The other part of this that is really interfering with my day to day has been my irritability lately. I find the smallest things annoying. That may just be withdrawal though.
The rest of it is feeling guilty for absolutely everything, and being embarassed about a lot of things with my parents. The guilty part is a little easier to understand, but the bit about being embarassed? All of my friends seem to be fine telling their parents that they drink, or anything else, while I can't even stand the idea of telling my Dad I want to start lifting weights. For some reason I find that embarassing. I've literally had to tell him that we're getting a home gym for him just so that I can use it when he's not there. Lots of other things like that too. If he asks me something about a girls appearance, I always give a neutral answer (i.e. She's really hot would be responded to with, she's ok).
And lastly, I haven't had an appetite for months (this was while I was high as well. I always thought that would solve the problem but it never did).

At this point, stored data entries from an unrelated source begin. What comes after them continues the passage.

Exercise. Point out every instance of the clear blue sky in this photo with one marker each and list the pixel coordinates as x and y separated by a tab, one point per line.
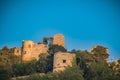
84	23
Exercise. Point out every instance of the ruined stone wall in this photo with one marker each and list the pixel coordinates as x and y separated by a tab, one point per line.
105	50
38	49
17	51
62	60
58	39
31	50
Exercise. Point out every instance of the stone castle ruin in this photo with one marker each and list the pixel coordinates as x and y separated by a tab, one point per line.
31	50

I'm really not sure what to make of all of this, and I've just been carrying it around with me in my head, thinking about it all constantly. I'm sorry to be dropping all of my problems on you guys, but I really hope I can get at least some form of advice to try and better myself. Even if I wanted to see a councillor for this, the town we live in only has a travelling one who comes for 3 days every 12 weeks, and we're almost 500km from the nearest town.

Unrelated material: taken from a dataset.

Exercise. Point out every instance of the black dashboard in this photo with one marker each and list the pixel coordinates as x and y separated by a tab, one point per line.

Well that is all. I just sat down and wrote this without really thinking about it so I'm sorry for how unorganized it is, and how little sense it might make. Of course I didn't cover a lot of the things that bother me, but this isn't a councillor to whine to it's a discussion board. On top of that it's now 3:45AM, and I've only gotten a few hours of sleep in the last couple of days, so I'm probably not entirely coherent.
I truly appreciate you taking the time to read this, and want to give you my thanks in advance for any help you may be able to give me, I'm willing to do whatever it takes, as the only coping mechanism I have right now (which I discovered about 8 or 9 years ago) is to, depending on the situation, punch the steel slab on top of my desk as hard as I can a few times, or do the same except with my head. It started with my head, as I'd feel too guilty to handle it and just hit my head off of something and I'd somehow feel better. Cutting myself (never with a razor, I've used everything from sharp plastic to steak knives) doesn't help nearly as much as the blunt pain. Not sure why that is either.

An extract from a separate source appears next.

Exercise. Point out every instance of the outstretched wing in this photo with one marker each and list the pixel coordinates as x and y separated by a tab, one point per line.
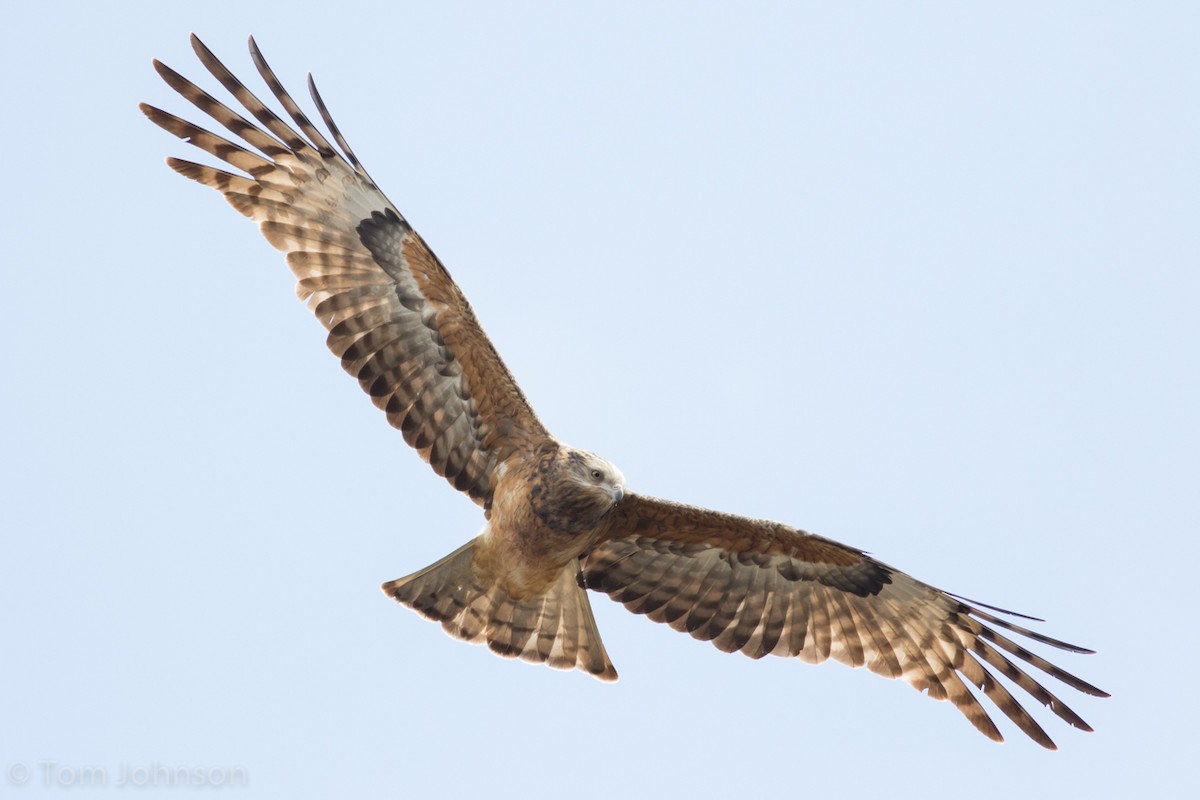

Look at that I managed to ramble in my closing statement. Here's another instead : Thank you in advance everyone, and I can't express my gratitude for your reading of these last 1,773 (6,915 with the story) words. Best wishes.
P.S. I was told by someone to get screened for PTSD, however I was told by my doctor that it's only possible to get PTSD from a life-threatening event. If you have any input here I'm more than happy to hear it.